I’ve been reading a lot about natural wines recently. This style, as distinct from organic winemaking, which bars chemical intervention in the vineyard, requires a more or less additive-free approach to the brewing process itself, barring added yeasts, sugars, and various other chemicals and techniques which have become standard in the industrial wine trade. While I wouldn’t call myself a fanatical convert – for one thing, I’ve barely tried any natural wines – it’s certainly been interesting to learn about the various practices which are allowed, and frequently used, in even very high-end wine making.

The wine industry, more, perhaps, than any other part of the food industry, is a large, efficient, modernised engine which still masquerades as small-scale, artisanal, somehow, in essence, natural. Much is made of terroir, of vintages, of the vast differences which aspect and soil and wind make to each bottle; but when yeast can be added to practically guarantee a certain body and mouthfeel, when wine can be physically ripped into its component parts to correct levels of sugar, water, alcohol, how much can terroir matter? The various DOP groups exist more to guarantee a certain quality and adherence to a sort of imagined local style than to actually ensure local individualism.

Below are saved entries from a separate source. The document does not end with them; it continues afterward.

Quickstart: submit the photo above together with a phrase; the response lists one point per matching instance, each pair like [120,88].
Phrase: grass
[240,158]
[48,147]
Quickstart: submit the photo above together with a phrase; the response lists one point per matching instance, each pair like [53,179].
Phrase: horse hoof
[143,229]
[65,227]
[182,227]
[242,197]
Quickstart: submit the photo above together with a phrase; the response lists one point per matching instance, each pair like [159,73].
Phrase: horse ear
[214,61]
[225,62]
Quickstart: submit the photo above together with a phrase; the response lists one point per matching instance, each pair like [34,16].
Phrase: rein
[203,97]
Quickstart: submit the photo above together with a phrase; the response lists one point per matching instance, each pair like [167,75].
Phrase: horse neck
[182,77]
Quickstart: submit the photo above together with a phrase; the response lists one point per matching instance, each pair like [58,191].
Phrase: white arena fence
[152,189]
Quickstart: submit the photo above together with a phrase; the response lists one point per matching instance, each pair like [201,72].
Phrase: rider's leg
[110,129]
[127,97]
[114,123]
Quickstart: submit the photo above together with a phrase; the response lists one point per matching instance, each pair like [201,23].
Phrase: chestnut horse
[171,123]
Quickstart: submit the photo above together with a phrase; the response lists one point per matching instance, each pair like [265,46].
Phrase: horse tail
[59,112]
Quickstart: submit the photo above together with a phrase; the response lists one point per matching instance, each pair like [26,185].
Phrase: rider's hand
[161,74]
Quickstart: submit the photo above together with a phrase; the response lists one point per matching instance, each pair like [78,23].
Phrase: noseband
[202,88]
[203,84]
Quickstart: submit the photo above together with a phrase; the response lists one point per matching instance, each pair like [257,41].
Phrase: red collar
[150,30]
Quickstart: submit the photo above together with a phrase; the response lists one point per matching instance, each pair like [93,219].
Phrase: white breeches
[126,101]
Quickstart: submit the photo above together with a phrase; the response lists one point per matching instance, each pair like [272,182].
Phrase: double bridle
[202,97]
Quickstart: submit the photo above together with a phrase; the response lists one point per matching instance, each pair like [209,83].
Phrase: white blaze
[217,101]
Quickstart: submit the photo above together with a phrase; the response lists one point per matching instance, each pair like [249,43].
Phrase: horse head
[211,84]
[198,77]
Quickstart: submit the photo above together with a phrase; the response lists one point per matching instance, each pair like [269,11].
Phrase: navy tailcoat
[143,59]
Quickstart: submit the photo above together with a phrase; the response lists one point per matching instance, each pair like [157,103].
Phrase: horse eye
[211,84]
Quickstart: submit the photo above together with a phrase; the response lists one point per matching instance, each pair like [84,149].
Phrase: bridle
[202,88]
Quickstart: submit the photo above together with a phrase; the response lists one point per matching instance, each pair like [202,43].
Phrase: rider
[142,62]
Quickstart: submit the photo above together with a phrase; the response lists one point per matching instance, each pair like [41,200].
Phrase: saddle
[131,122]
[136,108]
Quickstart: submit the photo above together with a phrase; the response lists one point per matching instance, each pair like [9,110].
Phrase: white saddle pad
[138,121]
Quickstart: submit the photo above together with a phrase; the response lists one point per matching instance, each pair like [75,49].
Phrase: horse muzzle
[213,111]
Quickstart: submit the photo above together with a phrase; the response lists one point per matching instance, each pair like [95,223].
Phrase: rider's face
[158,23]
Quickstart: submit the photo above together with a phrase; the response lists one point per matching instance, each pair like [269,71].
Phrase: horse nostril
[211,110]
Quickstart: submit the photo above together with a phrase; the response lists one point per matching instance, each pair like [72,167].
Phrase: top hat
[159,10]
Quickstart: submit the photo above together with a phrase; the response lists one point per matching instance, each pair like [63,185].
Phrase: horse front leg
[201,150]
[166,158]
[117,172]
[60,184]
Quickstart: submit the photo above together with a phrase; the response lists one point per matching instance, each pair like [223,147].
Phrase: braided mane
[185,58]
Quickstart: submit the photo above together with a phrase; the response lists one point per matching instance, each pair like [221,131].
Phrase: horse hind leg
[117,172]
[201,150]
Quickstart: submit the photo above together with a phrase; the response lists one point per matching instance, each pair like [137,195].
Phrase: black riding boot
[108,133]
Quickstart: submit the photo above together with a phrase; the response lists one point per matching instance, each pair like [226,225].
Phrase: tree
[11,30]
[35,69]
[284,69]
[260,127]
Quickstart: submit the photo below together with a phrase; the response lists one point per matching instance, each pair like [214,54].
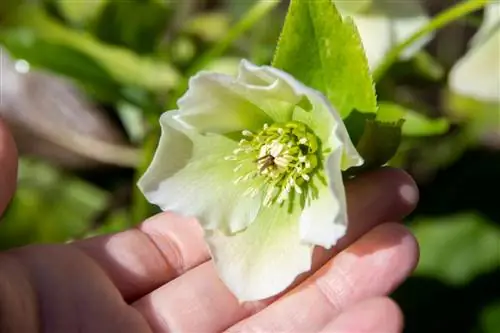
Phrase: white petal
[477,74]
[264,259]
[211,104]
[387,24]
[172,154]
[202,185]
[324,221]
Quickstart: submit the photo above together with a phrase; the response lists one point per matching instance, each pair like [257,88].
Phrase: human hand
[158,276]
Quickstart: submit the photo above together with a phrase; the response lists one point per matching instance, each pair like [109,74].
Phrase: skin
[158,276]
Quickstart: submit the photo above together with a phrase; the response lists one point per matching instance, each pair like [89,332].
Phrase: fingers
[373,266]
[8,166]
[372,199]
[376,315]
[140,260]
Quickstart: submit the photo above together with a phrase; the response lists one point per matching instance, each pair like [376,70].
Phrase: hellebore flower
[383,24]
[477,74]
[258,160]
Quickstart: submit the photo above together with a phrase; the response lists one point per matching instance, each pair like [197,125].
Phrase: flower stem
[443,19]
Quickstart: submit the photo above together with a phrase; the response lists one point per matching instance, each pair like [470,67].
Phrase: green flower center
[285,155]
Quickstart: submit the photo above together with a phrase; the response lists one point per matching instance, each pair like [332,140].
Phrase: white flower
[257,159]
[477,74]
[383,24]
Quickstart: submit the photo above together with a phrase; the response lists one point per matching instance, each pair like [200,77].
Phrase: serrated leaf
[324,51]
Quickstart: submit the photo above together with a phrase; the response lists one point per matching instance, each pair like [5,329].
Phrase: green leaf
[379,142]
[58,58]
[49,206]
[80,12]
[416,124]
[324,51]
[122,23]
[124,66]
[357,6]
[456,248]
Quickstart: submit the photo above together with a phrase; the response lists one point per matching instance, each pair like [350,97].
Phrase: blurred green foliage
[133,59]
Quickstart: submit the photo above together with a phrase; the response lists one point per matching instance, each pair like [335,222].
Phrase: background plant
[85,82]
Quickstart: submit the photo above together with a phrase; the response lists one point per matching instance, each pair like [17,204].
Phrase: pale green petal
[386,24]
[214,104]
[222,104]
[190,176]
[477,74]
[324,221]
[321,117]
[172,154]
[264,259]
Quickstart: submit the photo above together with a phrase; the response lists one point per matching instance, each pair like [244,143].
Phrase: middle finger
[199,302]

The real triumph, in fact, of modern winemaking – as with industrially brewed beer – has been the slow annihilation of variance from the norm, the sad reliance on weather and air – in other words, quality control. Even bad wines, now, aren’t really bad. They might be bad for you – the high levels of sulphites allowed in industrial wine can cause health problems – and they are certainly bad for the environment, especially in France, where their natural tendency to shoot or poison anything that moves is given free rein in vineyards; then again, they never claim not to be. The assumed ‘natural’ component of winemaking is much more nebulous than that.

Part of the current ‘clean’ ‘natural’ eating movement is a railing against processed foods, which is patently ridiculous. Nearly everything which ensures the continued existence of our species is processed in some way. As yer man (citation needed) found when he tried to live like a chimpanzee, we simply aren’t good enough at chewing to live off raw foods; without cooking and further processing, we would die. Bread, for example, is heavily processed, the base ingredient dried, ground, fermented, and held at various temperatures before consumption; because of this, it is pretty much a complete food, the staff of life, rightly holy to various cultures. The problem with industrially-produced bread is not that it has been processed, but that it has been processed very badly, with little reference to taste or nutrition.

The same could be said of wine, of cured meats, of cheese and of pickles. All of them have undergone a heavy process of industrialisation, resulting in a product which is much worse for you than it should be; but I don’t think that necessarily means the idea of industrialisation is bad. Cheaper, larger scale food production can only be a good thing, right? Maybe not. Maybe it’s inevitable that industrialisation throws out the good parts, the ferment, the yeast, the bacteria; perhaps, though, the success of natural winemakers, of raw-milk cheesemakers, who combine traditional techniques with a scientific understanding entirely born of industrial food processing, points a way for today’s artisans to feed us all.